National Bank of Serbia, January 2009
Opening of the solo exhibition of the Austrian artist Soshana on 19 January represents the first in a series of cultural events to mark the 125th anniversary of setting up the first counter at the National Bank of Serbia.
This exhibition was organized at the initiative of a private gallery Dali Art with the support of the Austrian Cultural Forum, an Austrian government agency for promotion of international cultural exchange.
His Excellency the Ambassador of Austria, Mr. Clemens Koja made the opening speech and pointed to specific features and the significance of Soshana’s artistic achievement. Visitors were then addressed by His Excellency Minister of Culture of the Republic of Serbia, Mr. Nebojsa Bradic who said that by hosting this international exhibition, the Exhibition Hall in the NBS building has become a guardian of the cultural life of the Serbian capital now that six big museums in Belgrade are undergoing extensive reconstruction.
Soshana was born as Susanne Schüler in Vienna on 1 September 1927 to a middle-class Jewish family. She took her artistic name Soshana, which translates as „Lily“ in the Hebrew language, after her first big exhibition in Havana in 1948. She has been known as a cosmopolitan and a great artist who lived and created all across the globe, and as a contemporary and a friend to the giants of the 20th century art world. Fleeing Western civilization and seeking inspiration, she left Paris to travel through Mexico, China, India and Japan and study Eastern culture and art techniques – aquarelle and calligraphy. During the 1970s she lived in New York, the new world art capital, and made friends with the leading artists of the New York art scene.
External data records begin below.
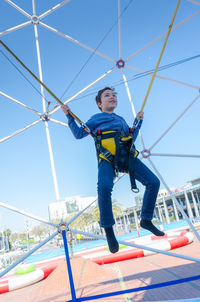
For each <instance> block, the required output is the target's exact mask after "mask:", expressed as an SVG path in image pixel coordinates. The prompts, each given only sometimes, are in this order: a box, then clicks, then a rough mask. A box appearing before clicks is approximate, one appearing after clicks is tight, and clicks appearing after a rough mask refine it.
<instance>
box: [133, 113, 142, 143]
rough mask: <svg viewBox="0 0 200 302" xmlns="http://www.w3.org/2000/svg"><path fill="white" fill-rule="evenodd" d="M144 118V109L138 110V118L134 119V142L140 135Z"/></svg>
mask: <svg viewBox="0 0 200 302" xmlns="http://www.w3.org/2000/svg"><path fill="white" fill-rule="evenodd" d="M143 118H144V113H143V112H142V111H140V112H138V113H137V116H136V118H135V120H134V123H133V129H134V132H133V140H134V142H135V141H136V138H137V136H138V133H139V130H140V128H141V126H142V122H143Z"/></svg>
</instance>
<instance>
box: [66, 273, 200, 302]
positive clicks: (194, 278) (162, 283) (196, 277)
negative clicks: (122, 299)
mask: <svg viewBox="0 0 200 302" xmlns="http://www.w3.org/2000/svg"><path fill="white" fill-rule="evenodd" d="M199 279H200V275H197V276H192V277H187V278H182V279H179V280H172V281H166V282H161V283H157V284H151V285H146V286H141V287H137V288H132V289H126V290H120V291H116V292H111V293H105V294H100V295H95V296H88V297H80V298H77V300H76V301H77V302H82V301H90V300H97V299H102V298H106V297H113V296H118V295H123V294H129V293H134V292H139V291H144V290H150V289H154V288H161V287H166V286H172V285H176V284H181V283H185V282H191V281H196V280H199ZM72 301H73V300H68V301H67V302H72Z"/></svg>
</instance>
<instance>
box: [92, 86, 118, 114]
mask: <svg viewBox="0 0 200 302" xmlns="http://www.w3.org/2000/svg"><path fill="white" fill-rule="evenodd" d="M105 90H112V91H113V92H115V89H114V88H113V87H105V88H103V89H101V90H99V91H98V93H97V96H96V103H97V106H98V104H99V103H101V95H102V93H103V92H104V91H105ZM98 107H99V106H98ZM99 109H100V110H101V108H100V107H99Z"/></svg>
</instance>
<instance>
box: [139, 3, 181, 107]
mask: <svg viewBox="0 0 200 302" xmlns="http://www.w3.org/2000/svg"><path fill="white" fill-rule="evenodd" d="M180 2H181V0H178V3H177V5H176V9H175V11H174V14H173V17H172V20H171V23H170V25H169V28H168V32H167V35H166V37H165V41H164V44H163V47H162V50H161V53H160V56H159V58H158V61H157V64H156V67H155V70H154V73H153V75H152V78H151V81H150V83H149V87H148V89H147V92H146V95H145V98H144V101H143V103H142V106H141V109H140V111H143V109H144V106H145V104H146V102H147V98H148V96H149V93H150V90H151V87H152V85H153V81H154V79H155V76H156V73H157V70H158V66H159V64H160V61H161V59H162V56H163V53H164V50H165V47H166V44H167V41H168V38H169V35H170V32H171V29H172V25H173V23H174V19H175V17H176V14H177V11H178V8H179V5H180Z"/></svg>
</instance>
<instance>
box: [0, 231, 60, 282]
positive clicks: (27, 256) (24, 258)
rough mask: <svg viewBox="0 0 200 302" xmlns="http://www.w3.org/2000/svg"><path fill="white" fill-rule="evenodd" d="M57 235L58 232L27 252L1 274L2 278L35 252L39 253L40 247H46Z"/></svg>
mask: <svg viewBox="0 0 200 302" xmlns="http://www.w3.org/2000/svg"><path fill="white" fill-rule="evenodd" d="M56 235H58V231H56V232H55V233H53V234H52V235H51V236H49V237H48V238H47V239H45V240H44V241H43V242H41V243H40V244H38V245H37V246H36V247H35V248H33V249H32V250H30V251H29V252H27V253H26V254H25V255H24V256H22V257H21V258H20V259H18V260H16V261H15V262H14V263H13V264H11V265H10V266H9V267H7V268H6V269H5V270H4V271H3V272H1V273H0V278H1V277H3V276H4V275H5V274H7V273H8V272H9V271H11V270H12V269H13V268H14V267H15V266H17V265H18V264H19V263H21V262H22V261H24V260H25V259H26V258H27V257H28V256H30V255H31V254H33V253H34V252H35V251H37V250H38V249H39V248H40V247H42V246H43V245H45V244H46V243H47V242H48V241H50V240H51V239H53V238H54V237H55V236H56Z"/></svg>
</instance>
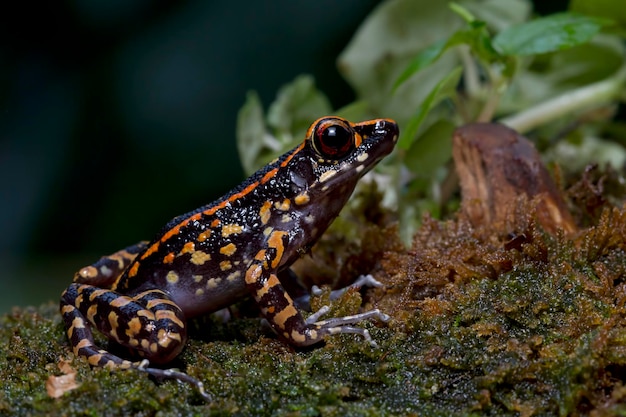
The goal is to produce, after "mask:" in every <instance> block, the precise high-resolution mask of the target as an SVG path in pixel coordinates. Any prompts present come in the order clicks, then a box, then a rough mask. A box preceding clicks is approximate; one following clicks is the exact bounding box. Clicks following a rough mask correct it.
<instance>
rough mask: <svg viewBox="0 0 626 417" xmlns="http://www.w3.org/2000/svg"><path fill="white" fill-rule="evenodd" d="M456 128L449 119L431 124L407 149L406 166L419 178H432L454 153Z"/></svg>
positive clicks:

She returned to Austria in 1985 where she still lives.
Her paintings are exhibited in modern art museums of the world’s major cities and are part of the most valuable art collections, such as that of the Austrian central bank and the Guggenheim Collection.
This exhibition will be open to the public on working days from 10 a.m. to 4 p.m. until 20 February 2009.
A guided tour by the curator of the exhibition will be held at 6 p.m. on Thursday, 29 January 2009.